Reading Abroad
Among the titles reviewed in today's issue of Shelf Awareness is a sterling example of a book about a distant place and time that helps in understanding current events, in this case the situation in Afghanistan, which this week brought the news that the U.S., the Afghan government and the Taliban are talking. Or at least they're talking about talking.
Sadly, The Dark Defile by Diana Preston puts the grinding 11-year war in perspective: the book tells of the first British invasion of Afghanistan, beginning in 1838, a four-year campaign that had just one survivor, the greatest military disaster in British history. Reviewer Pamela Toler compared the tale with "watching an impending train wreck in an old movie." It's a relevant reminder that Afghanistan has a way of rebuffing world powers: besides humbling the mighty British Empire, it broke the Soviet Union.
Several novels reviewed in today's issue similarly take readers to foreign cultures and other times.
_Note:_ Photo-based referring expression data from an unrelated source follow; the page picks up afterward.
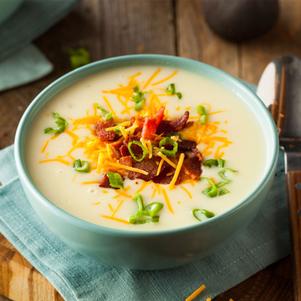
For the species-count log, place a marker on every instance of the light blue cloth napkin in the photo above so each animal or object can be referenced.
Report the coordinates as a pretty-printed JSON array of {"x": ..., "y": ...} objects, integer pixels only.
[
  {"x": 20, "y": 62},
  {"x": 26, "y": 66},
  {"x": 77, "y": 277}
]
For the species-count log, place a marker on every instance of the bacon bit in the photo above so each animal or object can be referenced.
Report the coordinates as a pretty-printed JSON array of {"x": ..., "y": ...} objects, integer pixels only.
[
  {"x": 111, "y": 208},
  {"x": 151, "y": 124},
  {"x": 196, "y": 293},
  {"x": 115, "y": 219},
  {"x": 151, "y": 78},
  {"x": 167, "y": 160},
  {"x": 177, "y": 172},
  {"x": 165, "y": 78},
  {"x": 143, "y": 186},
  {"x": 160, "y": 167}
]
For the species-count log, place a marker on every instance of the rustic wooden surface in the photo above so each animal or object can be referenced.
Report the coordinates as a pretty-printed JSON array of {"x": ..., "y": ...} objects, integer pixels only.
[
  {"x": 116, "y": 27},
  {"x": 294, "y": 192}
]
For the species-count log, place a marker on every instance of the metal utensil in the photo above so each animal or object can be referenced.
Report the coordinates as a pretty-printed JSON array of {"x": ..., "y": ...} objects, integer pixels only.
[{"x": 280, "y": 89}]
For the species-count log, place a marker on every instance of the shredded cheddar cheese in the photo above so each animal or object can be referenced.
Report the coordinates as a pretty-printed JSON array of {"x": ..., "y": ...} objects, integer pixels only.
[
  {"x": 159, "y": 167},
  {"x": 166, "y": 198},
  {"x": 115, "y": 219},
  {"x": 177, "y": 171}
]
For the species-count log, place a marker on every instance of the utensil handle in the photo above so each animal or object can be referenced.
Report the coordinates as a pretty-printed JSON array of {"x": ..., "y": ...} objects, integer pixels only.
[{"x": 294, "y": 200}]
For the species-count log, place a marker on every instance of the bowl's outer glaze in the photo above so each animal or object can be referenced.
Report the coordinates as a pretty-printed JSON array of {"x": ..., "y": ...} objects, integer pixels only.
[
  {"x": 7, "y": 8},
  {"x": 146, "y": 250}
]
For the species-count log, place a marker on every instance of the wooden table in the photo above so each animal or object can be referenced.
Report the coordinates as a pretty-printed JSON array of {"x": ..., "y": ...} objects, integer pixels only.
[{"x": 116, "y": 27}]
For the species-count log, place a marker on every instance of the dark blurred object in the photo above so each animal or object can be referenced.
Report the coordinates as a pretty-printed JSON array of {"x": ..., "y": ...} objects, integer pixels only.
[{"x": 239, "y": 20}]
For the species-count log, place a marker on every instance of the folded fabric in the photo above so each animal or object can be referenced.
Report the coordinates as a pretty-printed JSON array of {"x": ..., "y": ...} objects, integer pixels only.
[
  {"x": 26, "y": 66},
  {"x": 78, "y": 277}
]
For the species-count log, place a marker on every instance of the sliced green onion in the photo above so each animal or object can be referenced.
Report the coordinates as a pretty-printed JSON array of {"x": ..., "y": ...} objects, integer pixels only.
[
  {"x": 147, "y": 214},
  {"x": 81, "y": 165},
  {"x": 171, "y": 90},
  {"x": 201, "y": 110},
  {"x": 78, "y": 57},
  {"x": 202, "y": 214},
  {"x": 60, "y": 122},
  {"x": 143, "y": 148},
  {"x": 139, "y": 200},
  {"x": 105, "y": 114},
  {"x": 115, "y": 180},
  {"x": 223, "y": 191},
  {"x": 210, "y": 163},
  {"x": 223, "y": 172},
  {"x": 153, "y": 208},
  {"x": 138, "y": 98},
  {"x": 168, "y": 141}
]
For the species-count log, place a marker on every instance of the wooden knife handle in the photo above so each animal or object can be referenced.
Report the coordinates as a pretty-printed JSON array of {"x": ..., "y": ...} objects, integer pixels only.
[{"x": 294, "y": 201}]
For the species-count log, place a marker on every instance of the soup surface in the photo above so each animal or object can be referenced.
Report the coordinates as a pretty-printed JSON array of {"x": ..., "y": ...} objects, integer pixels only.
[{"x": 70, "y": 156}]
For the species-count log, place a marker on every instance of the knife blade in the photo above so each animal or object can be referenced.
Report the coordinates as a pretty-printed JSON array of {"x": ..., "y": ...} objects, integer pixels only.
[{"x": 280, "y": 89}]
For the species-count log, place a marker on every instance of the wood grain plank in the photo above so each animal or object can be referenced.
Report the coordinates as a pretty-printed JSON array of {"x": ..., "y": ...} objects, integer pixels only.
[
  {"x": 294, "y": 201},
  {"x": 195, "y": 39},
  {"x": 137, "y": 27},
  {"x": 284, "y": 38}
]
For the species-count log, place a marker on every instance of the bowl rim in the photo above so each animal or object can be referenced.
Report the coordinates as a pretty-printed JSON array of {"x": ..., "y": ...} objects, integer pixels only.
[{"x": 232, "y": 82}]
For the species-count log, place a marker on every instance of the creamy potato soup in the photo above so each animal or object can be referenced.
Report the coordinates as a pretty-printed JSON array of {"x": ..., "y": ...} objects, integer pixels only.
[{"x": 145, "y": 148}]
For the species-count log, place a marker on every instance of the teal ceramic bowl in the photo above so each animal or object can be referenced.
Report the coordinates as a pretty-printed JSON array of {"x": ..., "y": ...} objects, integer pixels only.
[
  {"x": 7, "y": 8},
  {"x": 148, "y": 250}
]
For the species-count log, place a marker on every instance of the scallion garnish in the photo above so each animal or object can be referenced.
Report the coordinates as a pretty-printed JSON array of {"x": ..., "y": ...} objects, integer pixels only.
[
  {"x": 81, "y": 165},
  {"x": 221, "y": 163},
  {"x": 105, "y": 114},
  {"x": 154, "y": 208},
  {"x": 168, "y": 141},
  {"x": 60, "y": 122},
  {"x": 115, "y": 180},
  {"x": 132, "y": 152},
  {"x": 145, "y": 214},
  {"x": 201, "y": 110},
  {"x": 171, "y": 90},
  {"x": 78, "y": 57},
  {"x": 138, "y": 98},
  {"x": 202, "y": 214}
]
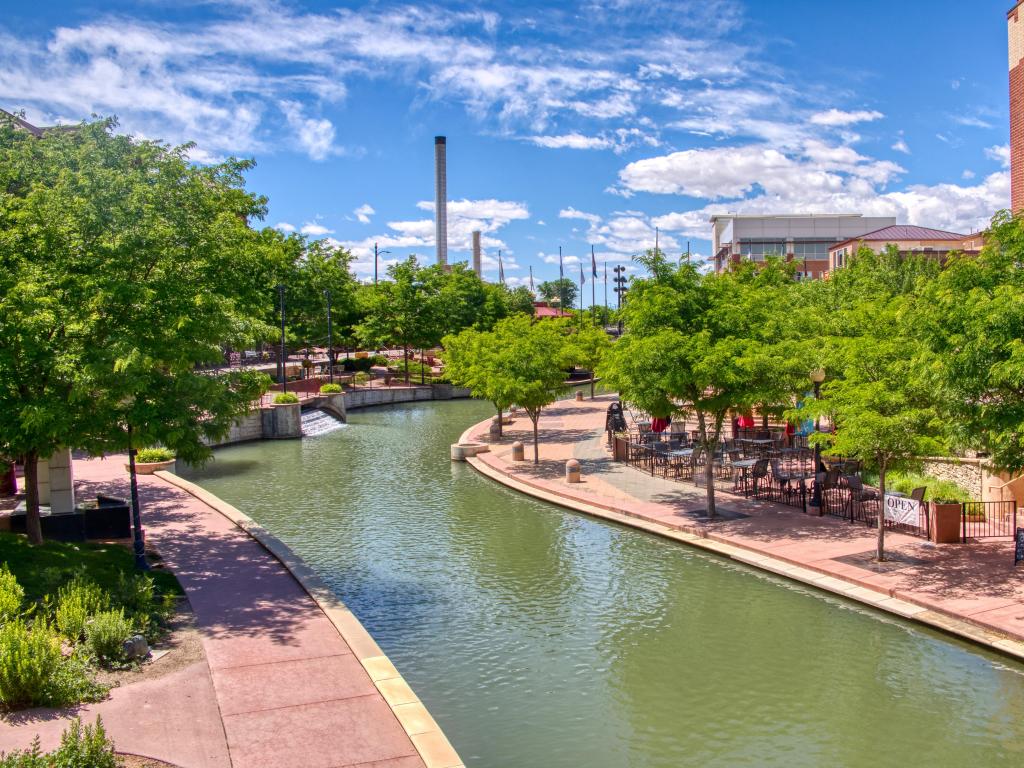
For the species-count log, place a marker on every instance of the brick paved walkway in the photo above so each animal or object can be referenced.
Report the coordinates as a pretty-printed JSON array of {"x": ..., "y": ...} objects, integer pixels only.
[
  {"x": 974, "y": 583},
  {"x": 280, "y": 687}
]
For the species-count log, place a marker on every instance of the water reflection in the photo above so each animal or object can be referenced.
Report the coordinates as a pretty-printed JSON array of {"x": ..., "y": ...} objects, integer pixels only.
[{"x": 542, "y": 638}]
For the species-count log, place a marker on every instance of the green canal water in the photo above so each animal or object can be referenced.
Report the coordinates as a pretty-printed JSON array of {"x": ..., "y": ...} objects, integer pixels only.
[{"x": 539, "y": 638}]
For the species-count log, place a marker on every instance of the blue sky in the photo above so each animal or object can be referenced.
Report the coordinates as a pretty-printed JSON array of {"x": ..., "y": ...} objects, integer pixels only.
[{"x": 568, "y": 124}]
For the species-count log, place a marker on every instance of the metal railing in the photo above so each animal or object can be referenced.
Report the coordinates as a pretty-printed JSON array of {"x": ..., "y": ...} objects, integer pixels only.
[{"x": 987, "y": 519}]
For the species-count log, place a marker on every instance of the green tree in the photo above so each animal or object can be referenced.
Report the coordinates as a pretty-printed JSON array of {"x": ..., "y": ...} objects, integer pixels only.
[
  {"x": 404, "y": 310},
  {"x": 562, "y": 291},
  {"x": 708, "y": 344},
  {"x": 973, "y": 317},
  {"x": 529, "y": 366},
  {"x": 587, "y": 347},
  {"x": 123, "y": 267},
  {"x": 315, "y": 268},
  {"x": 472, "y": 359},
  {"x": 878, "y": 395}
]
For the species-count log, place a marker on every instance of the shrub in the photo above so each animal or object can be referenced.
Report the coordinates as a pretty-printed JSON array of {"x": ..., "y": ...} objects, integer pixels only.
[
  {"x": 146, "y": 609},
  {"x": 33, "y": 673},
  {"x": 152, "y": 456},
  {"x": 77, "y": 602},
  {"x": 11, "y": 595},
  {"x": 86, "y": 747},
  {"x": 105, "y": 633}
]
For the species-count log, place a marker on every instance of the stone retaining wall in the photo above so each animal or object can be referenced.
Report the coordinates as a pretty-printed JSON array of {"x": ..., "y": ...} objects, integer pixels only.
[{"x": 967, "y": 473}]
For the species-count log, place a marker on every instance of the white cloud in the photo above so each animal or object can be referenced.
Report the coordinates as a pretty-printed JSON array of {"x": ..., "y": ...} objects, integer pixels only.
[
  {"x": 838, "y": 118},
  {"x": 572, "y": 213},
  {"x": 417, "y": 236},
  {"x": 999, "y": 153},
  {"x": 572, "y": 141},
  {"x": 971, "y": 121},
  {"x": 314, "y": 229},
  {"x": 364, "y": 212},
  {"x": 315, "y": 135},
  {"x": 733, "y": 172}
]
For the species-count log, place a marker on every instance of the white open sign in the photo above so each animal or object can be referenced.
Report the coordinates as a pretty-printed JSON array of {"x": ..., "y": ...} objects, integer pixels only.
[{"x": 901, "y": 510}]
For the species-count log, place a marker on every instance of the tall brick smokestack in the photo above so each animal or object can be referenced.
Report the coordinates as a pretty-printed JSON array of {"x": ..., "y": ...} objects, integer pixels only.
[
  {"x": 440, "y": 199},
  {"x": 476, "y": 253},
  {"x": 1015, "y": 29}
]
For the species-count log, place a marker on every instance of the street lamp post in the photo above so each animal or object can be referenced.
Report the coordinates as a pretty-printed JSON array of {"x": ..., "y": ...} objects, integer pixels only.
[
  {"x": 138, "y": 544},
  {"x": 330, "y": 339},
  {"x": 284, "y": 358},
  {"x": 817, "y": 376}
]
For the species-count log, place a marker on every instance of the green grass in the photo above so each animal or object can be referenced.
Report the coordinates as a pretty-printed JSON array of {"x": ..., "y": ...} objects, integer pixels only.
[
  {"x": 907, "y": 481},
  {"x": 43, "y": 569}
]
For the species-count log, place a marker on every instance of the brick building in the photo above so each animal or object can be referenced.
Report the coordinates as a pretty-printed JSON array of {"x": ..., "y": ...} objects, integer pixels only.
[{"x": 1015, "y": 30}]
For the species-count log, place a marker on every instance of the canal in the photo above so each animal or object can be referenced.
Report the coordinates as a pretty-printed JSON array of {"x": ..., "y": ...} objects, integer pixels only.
[{"x": 538, "y": 637}]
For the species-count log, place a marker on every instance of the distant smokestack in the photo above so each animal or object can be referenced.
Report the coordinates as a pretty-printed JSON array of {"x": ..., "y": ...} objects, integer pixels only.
[
  {"x": 440, "y": 199},
  {"x": 476, "y": 253}
]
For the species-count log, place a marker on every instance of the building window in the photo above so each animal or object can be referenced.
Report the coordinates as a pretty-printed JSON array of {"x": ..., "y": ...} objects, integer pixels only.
[
  {"x": 757, "y": 250},
  {"x": 817, "y": 250}
]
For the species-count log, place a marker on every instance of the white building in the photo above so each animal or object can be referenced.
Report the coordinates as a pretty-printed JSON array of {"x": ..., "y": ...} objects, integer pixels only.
[{"x": 805, "y": 239}]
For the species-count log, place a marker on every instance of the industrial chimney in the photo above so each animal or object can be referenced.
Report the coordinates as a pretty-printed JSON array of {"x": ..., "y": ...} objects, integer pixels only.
[
  {"x": 440, "y": 200},
  {"x": 476, "y": 253}
]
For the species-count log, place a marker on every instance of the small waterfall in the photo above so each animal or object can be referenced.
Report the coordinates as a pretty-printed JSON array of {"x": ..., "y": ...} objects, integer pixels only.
[{"x": 316, "y": 422}]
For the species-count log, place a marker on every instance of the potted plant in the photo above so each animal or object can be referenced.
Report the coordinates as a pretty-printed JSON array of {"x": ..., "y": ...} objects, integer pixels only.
[{"x": 153, "y": 460}]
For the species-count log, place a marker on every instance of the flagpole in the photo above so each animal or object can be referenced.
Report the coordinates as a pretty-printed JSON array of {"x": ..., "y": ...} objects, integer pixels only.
[
  {"x": 605, "y": 317},
  {"x": 561, "y": 286}
]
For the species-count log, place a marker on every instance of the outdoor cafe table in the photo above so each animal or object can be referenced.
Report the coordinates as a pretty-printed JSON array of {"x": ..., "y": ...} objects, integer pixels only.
[{"x": 744, "y": 466}]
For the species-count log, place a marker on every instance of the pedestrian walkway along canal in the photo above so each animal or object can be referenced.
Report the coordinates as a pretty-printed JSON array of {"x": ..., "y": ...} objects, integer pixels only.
[{"x": 538, "y": 637}]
Restoration by Olaf Olafsson is set in Italy during World War II, where a forged Caravaggio sold to the Germans becomes very dangerous. Men in Space by Tom McCarthy lands in Prague in the immediate post-Communist period and also involves an art forgery--one that allows the true work to be sold on the black market. In No Mark Upon Her by Deborah Crombie, U.K. police detectives Duncan Kincaid and Gemma James team up again to solve several murders, one that involves the Henley Royal Regatta. In Dark Side of Valor by Alicia Singleton, the main character goes to the Sudan to help orphans--and is taken prisoner by a corrupt political leader. In the memoir Gypsy Boy, Mikey Walsh recounts a difficult childhood as a Romany in the U.K. And for those interested in otherworldly travel, The Science of Yoga by William J. Broad is an exhaustive account of the history, the many benefits and a few problems of the 5,000-year-old discipline that originated in ancient India.